The Jewish Transformation

Recently there has been a lot of discussion about the divergence of interests between the State of Israel and Diaspora Jews, particularly American Jews. This has crystallized around the dispute about access to the Western Wall, supposedly the holiest shrine in Judaism, the remnants of the Temple in Jerusalem, that was built over 2000 years ago.  The Government of PM Netanyahu has reneged on an agreement to allow non-Orthodox Jews access to pray at this shrine.

But, this dispute goes even deeper, because it is part of the question of what it means to be a Jew.  As I have argued before, much of the problem comes from the ambiguity of the word “Jew.”  It has three meanings, it denotes a national group, an ethnic group, and a religious group.  Failure to come to terms with these distinctions leads to much confusion.

Originally a Jew was someone from the Kingdom of Judea.  They had a distinct national identity, a unique ethnic culture and a characteristic religion, Judaism.   When their nation-state was destroyed by the Romans in 70 ce, they lost their national identity, but were kept together by the other two aspects.

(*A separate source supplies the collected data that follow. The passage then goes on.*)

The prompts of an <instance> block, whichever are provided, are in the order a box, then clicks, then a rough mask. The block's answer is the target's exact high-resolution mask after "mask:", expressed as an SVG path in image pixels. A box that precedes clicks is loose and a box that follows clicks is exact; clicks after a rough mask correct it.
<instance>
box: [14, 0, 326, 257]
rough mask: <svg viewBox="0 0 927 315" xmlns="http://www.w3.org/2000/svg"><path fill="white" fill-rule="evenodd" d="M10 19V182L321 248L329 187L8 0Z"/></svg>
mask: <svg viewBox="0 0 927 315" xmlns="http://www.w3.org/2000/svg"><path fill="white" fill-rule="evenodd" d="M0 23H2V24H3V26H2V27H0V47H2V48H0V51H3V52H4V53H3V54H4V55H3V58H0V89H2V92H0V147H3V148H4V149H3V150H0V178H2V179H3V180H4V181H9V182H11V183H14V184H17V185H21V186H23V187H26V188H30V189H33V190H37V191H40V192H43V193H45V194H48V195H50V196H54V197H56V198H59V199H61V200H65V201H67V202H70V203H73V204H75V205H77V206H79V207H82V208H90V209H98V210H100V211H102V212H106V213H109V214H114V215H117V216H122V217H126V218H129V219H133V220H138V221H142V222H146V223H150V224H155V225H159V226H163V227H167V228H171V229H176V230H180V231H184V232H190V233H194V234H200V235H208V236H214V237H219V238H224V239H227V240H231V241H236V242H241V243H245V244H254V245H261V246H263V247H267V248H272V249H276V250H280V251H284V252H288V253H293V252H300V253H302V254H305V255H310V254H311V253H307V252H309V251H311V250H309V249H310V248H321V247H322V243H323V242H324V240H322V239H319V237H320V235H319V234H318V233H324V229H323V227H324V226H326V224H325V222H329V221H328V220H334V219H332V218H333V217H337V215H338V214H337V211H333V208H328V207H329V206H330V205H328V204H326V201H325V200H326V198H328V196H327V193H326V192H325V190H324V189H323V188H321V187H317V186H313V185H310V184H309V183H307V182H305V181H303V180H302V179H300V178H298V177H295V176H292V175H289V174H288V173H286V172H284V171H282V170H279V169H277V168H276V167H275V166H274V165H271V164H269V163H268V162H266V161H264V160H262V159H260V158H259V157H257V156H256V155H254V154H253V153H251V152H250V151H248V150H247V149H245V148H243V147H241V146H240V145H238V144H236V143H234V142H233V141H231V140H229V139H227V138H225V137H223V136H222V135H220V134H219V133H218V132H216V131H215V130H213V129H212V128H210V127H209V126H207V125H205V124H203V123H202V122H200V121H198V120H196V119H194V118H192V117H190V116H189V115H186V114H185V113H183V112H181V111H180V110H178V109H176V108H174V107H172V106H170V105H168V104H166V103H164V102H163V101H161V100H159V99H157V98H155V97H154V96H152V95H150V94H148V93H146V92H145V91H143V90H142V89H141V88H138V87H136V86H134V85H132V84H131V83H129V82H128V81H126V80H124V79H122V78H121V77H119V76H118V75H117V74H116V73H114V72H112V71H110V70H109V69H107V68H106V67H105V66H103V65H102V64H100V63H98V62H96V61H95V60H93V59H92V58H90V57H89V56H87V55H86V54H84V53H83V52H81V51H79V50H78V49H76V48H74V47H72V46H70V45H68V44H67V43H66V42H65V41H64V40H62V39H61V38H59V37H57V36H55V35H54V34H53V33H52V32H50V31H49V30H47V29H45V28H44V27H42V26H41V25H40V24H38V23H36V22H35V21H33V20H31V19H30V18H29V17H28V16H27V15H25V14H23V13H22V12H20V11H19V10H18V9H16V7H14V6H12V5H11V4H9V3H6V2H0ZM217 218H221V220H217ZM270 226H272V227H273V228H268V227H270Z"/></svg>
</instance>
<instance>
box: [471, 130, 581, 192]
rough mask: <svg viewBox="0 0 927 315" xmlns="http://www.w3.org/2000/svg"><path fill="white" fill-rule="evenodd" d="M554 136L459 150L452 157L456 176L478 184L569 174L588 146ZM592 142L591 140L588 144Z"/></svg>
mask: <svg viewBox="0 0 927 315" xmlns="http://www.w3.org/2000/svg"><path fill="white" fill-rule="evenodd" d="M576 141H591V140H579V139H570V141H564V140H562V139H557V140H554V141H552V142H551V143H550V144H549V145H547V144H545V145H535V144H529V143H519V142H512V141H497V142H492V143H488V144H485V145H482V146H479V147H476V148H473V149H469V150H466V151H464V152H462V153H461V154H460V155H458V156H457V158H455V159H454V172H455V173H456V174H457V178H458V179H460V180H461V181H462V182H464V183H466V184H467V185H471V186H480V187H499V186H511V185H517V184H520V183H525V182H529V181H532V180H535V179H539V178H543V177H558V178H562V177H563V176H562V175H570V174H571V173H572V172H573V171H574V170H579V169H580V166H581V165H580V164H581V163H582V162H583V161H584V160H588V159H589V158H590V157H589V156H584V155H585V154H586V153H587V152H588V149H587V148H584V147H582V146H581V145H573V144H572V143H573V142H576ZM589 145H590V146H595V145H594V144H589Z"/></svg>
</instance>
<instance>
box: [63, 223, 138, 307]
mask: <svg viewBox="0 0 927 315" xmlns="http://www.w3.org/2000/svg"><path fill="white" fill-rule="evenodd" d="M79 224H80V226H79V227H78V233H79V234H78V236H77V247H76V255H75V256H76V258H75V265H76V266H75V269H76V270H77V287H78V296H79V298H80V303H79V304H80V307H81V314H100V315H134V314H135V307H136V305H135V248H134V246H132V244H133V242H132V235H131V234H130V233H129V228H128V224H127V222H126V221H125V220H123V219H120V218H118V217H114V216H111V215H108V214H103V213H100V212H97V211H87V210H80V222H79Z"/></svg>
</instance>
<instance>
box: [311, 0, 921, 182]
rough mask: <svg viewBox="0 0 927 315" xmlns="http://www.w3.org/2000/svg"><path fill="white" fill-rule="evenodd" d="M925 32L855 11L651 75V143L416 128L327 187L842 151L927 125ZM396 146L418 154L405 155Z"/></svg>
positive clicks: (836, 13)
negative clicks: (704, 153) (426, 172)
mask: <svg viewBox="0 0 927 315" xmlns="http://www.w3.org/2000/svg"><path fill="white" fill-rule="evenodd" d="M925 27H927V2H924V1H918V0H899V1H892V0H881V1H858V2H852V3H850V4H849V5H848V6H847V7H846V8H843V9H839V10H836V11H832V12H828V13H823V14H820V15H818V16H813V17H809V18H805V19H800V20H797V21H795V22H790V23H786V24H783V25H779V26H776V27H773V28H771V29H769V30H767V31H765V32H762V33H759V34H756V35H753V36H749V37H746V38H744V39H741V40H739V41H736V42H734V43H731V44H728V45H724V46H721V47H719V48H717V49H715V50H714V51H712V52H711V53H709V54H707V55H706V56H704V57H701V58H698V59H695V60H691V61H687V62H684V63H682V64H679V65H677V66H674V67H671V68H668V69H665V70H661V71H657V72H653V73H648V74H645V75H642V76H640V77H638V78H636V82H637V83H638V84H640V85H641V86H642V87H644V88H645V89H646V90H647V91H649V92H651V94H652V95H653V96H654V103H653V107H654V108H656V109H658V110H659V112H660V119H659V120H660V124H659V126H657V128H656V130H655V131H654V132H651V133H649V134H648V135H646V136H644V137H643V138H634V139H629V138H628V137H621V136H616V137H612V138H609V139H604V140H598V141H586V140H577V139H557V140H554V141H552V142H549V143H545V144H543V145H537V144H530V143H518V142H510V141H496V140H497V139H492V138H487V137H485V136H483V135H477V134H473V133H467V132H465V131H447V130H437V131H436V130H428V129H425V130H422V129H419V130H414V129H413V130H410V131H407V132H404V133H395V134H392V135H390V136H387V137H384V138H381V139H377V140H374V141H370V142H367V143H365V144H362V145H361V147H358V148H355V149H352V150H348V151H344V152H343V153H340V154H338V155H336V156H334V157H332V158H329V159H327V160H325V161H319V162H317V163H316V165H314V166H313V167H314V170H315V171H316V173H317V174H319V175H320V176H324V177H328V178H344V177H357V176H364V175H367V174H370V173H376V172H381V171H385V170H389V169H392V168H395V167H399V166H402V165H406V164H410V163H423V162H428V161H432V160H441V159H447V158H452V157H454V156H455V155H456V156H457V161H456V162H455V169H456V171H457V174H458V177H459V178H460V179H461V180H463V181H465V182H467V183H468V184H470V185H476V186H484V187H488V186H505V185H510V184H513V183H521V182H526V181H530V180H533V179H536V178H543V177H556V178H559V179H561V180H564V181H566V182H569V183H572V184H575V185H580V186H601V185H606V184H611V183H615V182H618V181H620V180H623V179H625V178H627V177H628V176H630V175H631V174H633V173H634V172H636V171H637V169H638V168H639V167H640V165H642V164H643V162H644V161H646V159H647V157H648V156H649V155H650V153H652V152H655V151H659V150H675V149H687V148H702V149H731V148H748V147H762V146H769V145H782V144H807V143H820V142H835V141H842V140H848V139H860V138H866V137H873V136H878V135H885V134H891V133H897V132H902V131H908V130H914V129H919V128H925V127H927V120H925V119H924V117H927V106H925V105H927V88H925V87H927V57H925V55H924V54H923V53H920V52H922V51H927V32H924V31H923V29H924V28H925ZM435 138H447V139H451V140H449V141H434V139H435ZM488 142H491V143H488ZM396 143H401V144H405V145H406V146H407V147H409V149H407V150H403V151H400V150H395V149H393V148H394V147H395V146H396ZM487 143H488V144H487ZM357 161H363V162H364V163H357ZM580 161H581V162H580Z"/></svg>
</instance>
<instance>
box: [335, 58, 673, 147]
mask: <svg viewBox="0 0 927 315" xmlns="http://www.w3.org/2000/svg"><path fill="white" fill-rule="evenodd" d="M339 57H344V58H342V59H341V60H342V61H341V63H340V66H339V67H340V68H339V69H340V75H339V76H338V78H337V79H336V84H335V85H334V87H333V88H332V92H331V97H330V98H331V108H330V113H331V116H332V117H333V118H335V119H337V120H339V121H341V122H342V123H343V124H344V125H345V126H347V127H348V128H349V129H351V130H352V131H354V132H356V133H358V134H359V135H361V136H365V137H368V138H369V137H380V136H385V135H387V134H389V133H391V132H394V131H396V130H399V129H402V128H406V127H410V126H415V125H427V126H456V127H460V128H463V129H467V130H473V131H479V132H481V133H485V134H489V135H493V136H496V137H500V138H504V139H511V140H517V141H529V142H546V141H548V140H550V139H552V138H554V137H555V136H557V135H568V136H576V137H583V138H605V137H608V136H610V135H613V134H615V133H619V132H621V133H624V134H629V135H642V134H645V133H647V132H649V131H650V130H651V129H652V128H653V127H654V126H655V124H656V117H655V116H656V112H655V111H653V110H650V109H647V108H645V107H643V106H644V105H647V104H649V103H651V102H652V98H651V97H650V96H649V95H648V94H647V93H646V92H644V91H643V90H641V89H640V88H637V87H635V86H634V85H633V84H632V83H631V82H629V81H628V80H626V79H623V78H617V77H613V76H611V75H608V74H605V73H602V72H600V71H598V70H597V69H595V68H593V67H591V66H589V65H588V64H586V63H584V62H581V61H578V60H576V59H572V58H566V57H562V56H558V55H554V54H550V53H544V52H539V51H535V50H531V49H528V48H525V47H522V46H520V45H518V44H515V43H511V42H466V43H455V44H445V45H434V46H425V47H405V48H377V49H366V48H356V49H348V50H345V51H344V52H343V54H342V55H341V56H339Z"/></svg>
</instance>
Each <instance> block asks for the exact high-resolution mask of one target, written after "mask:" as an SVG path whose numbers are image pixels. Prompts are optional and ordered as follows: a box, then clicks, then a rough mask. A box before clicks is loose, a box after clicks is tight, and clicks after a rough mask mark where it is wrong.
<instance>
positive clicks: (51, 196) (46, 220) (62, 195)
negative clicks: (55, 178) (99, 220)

But, as we know, the Jews never stopped yearning for a return to their own homeland, which was a desire for a return to nationhood.

When this was accomplished after much persecution and suffering in 1948, the sovereign State of Israel was reborn.  But, Jews in the Diaspora remained an ethnic and religious minority.  The test is that there is a distinction between Jewish and Israeli Americans.  They may share values and a religion in common, but whereas Jewish Americans remain an ethnic-religious minority, Israeli Americans are a national minority, like French, Anglo and Italian Americans.  Jews still remain sui generis, their nationality remains that of their country of citizenship, not that of the sovereign Jewish State.